Regression analysis is a way to sort out enormous piles of data by holding all variables in the set at a constant except for the two variables that are being researched to find a correlation. It is utilized in this way become economist often do not have the ability to manipulate variables in a way like physicist or biologists do when the set up experiments with samples. The data an economist works with is not randomly generated and regression analysis offers a way to more easily and effectively find related variables.
Regression analysis is a very limited tool to be utilized. There a questions that simply cannot be answered by using this process resulting in you having to understand exactly what you are trying to figure out to get the answer you are looking for. The reading’s example was that regression analysis can not prove that having a lot of books in your home will cause your child to do well in school, but it would be able to show if a child in a home with lots of books did better in school than a child in a home with no books. Regression analysis can show that variables are positively or negatively correlated but it can not prove that one variable directly causes another. So, if when X increases then Y increases and vice versa with decreasing, this analysis can show the variables correlation but It does not directly prove that an increase in X causes an increase in Y.
Higher quality schools correlate with better education. The ECLS has shown that black students are more likely to go to lower quality schools than white students due to the correlation with other variables. When all variables that increased the gap between black and white students were eliminated, it was shown that they all went into kindergarten with the same abilities. However, after kindergarten the gap between black and white students steadily increased with white students being found to have higher abilities than black students of the same age. It was also written that all students who attend low quality schools showed lower performance to those in higher quality schools.

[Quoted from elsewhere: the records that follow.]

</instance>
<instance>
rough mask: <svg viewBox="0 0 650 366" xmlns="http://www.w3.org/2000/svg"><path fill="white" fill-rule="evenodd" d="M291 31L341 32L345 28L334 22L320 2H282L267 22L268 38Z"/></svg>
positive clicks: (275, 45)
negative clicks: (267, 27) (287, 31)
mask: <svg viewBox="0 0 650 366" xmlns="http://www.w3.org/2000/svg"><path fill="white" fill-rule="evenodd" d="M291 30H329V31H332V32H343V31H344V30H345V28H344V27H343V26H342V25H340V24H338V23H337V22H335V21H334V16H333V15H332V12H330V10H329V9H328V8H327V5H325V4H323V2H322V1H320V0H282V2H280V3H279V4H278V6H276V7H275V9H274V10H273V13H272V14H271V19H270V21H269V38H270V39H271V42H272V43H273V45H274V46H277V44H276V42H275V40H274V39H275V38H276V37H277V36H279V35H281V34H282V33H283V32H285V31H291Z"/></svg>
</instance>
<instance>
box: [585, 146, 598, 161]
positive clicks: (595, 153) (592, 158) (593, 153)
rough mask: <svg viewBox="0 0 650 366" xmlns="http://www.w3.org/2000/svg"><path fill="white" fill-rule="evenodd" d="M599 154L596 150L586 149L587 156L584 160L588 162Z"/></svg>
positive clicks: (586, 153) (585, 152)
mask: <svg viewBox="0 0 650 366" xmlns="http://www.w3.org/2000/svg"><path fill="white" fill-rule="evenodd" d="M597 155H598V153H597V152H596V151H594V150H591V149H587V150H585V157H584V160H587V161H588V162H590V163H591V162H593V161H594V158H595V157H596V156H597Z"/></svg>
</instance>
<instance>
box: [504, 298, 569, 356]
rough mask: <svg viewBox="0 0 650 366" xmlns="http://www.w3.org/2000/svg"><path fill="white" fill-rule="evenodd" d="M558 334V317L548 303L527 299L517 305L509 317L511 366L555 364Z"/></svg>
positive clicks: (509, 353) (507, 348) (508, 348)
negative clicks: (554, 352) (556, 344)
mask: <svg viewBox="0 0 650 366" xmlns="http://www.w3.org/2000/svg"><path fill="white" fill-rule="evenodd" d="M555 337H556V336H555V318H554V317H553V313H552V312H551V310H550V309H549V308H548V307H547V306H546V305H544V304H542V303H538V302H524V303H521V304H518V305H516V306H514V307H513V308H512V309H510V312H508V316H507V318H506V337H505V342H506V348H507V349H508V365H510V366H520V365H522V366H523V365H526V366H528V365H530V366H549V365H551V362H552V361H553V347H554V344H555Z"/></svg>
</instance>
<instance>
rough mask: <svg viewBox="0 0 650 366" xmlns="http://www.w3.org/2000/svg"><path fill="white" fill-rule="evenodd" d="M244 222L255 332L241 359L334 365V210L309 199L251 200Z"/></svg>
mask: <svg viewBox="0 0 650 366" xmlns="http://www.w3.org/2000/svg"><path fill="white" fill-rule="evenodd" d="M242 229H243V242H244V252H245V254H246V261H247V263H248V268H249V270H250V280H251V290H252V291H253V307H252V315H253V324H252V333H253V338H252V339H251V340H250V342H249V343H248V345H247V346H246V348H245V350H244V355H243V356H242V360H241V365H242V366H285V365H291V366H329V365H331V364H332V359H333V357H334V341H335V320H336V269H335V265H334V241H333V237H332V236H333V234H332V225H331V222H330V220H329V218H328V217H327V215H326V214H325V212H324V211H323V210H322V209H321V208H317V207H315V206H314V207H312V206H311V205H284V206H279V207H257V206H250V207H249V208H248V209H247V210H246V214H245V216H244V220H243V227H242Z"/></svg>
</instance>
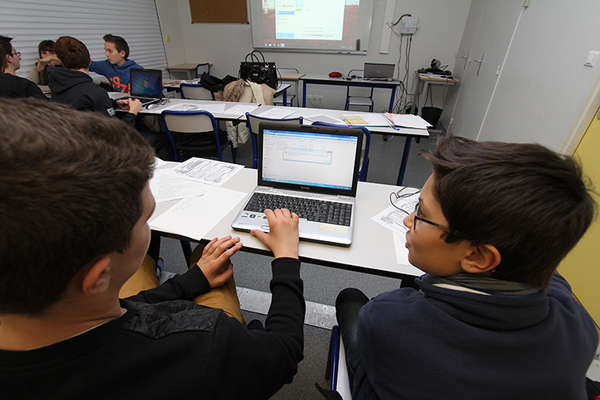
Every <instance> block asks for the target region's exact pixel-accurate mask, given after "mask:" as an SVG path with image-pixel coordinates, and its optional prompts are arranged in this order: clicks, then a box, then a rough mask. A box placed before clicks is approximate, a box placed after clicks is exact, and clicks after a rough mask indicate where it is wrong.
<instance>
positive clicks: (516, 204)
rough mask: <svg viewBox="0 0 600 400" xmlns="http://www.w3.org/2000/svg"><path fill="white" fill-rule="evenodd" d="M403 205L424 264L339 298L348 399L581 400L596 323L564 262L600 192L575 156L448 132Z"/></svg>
mask: <svg viewBox="0 0 600 400" xmlns="http://www.w3.org/2000/svg"><path fill="white" fill-rule="evenodd" d="M425 158H426V159H427V160H428V161H429V162H431V164H432V165H433V174H432V175H431V176H430V177H429V179H428V180H427V182H426V183H425V185H424V186H423V189H422V190H421V193H420V197H419V202H418V203H417V204H416V206H415V209H414V210H412V212H411V211H409V210H406V213H407V214H408V215H407V217H406V218H405V220H404V224H405V225H406V227H407V228H408V232H407V234H406V247H407V248H408V259H409V261H410V263H411V264H413V265H414V266H416V267H418V268H419V269H421V270H423V271H424V272H425V273H426V274H425V275H423V276H422V277H420V278H418V279H416V284H417V286H418V287H417V290H415V289H414V288H410V287H404V288H401V289H398V290H394V291H392V292H389V293H384V294H381V295H379V296H377V297H375V298H374V299H372V300H371V301H369V299H368V298H367V297H366V296H365V295H364V294H363V293H362V292H360V291H359V290H358V289H345V290H344V291H342V292H341V293H340V294H339V295H338V298H337V300H336V313H337V318H338V323H339V325H340V328H341V331H342V337H343V338H344V343H345V348H346V355H347V362H348V367H349V371H350V373H351V376H352V377H353V398H354V399H355V400H357V399H366V398H369V399H371V398H380V399H388V398H390V399H391V398H406V399H411V400H415V399H439V398H449V399H483V398H497V399H534V398H535V399H557V400H558V399H561V400H563V399H581V400H583V399H585V398H586V395H585V373H586V370H587V368H588V367H589V365H590V363H591V361H592V358H593V355H594V351H595V350H596V347H597V346H598V334H597V332H596V328H595V325H594V321H593V320H592V318H591V317H590V316H589V315H588V314H587V312H586V311H585V309H584V308H583V307H582V306H581V305H580V304H579V303H578V301H577V300H576V299H575V298H574V297H573V295H572V293H571V288H570V286H569V284H568V283H567V282H566V281H565V280H564V279H563V278H562V277H561V276H560V275H558V274H557V273H555V270H556V267H557V266H558V264H559V262H560V261H561V260H562V259H563V257H564V256H565V255H566V254H567V253H568V252H569V250H571V248H572V247H573V246H574V245H575V244H576V243H577V241H578V240H579V239H580V238H581V236H582V235H583V234H584V232H585V231H586V229H587V228H588V226H589V225H590V223H591V221H592V219H593V217H594V213H595V203H594V201H593V199H592V197H591V196H590V194H589V192H588V189H587V188H586V185H585V184H584V182H583V180H582V175H581V170H580V168H579V167H578V165H577V164H576V163H575V161H574V160H573V159H572V158H571V157H567V156H562V155H559V154H556V153H554V152H552V151H550V150H548V149H546V148H544V147H542V146H540V145H534V144H511V143H497V142H474V141H471V140H467V139H463V138H459V137H449V138H446V139H443V140H441V141H440V142H439V143H438V146H437V149H436V150H435V151H434V152H433V153H429V154H425Z"/></svg>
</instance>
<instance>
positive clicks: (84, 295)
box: [0, 99, 305, 399]
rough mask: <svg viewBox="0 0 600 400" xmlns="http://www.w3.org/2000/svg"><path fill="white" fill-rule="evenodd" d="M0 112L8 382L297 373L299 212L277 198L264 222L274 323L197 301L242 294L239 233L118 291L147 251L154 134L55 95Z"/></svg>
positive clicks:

It also stated that black students who go to higher quality schools outperform white students who attend a low quality school.
To control for the quality of school, based on the data set of ECLS I would use the second variable against quality to be the student’s parent’s income. Set every other variable as constant among the students. I think that parent’s income would have a strong correlation with quality of schools due to parents being able to pay for private institutions and schools that have better access to supplies and funding. Parent’s with lower income would have less of a choice in which school they get to send their children to, resulting in many of them going to the nearest and the cheapest with very few luxuries.
The main things I took from the reading was how useful regression analysis can be, albeit how limited it also is. Regression analysis seems like it would be an overly complicated tool but the fact that you can use RStudio to manipulate and control your data set to find the correlation between your variables. Also, how important it really is to look at variables that negatively correlate in some situations to see what the underlying problems might be, i.e. the majority of black students performing lower than their white counterparts.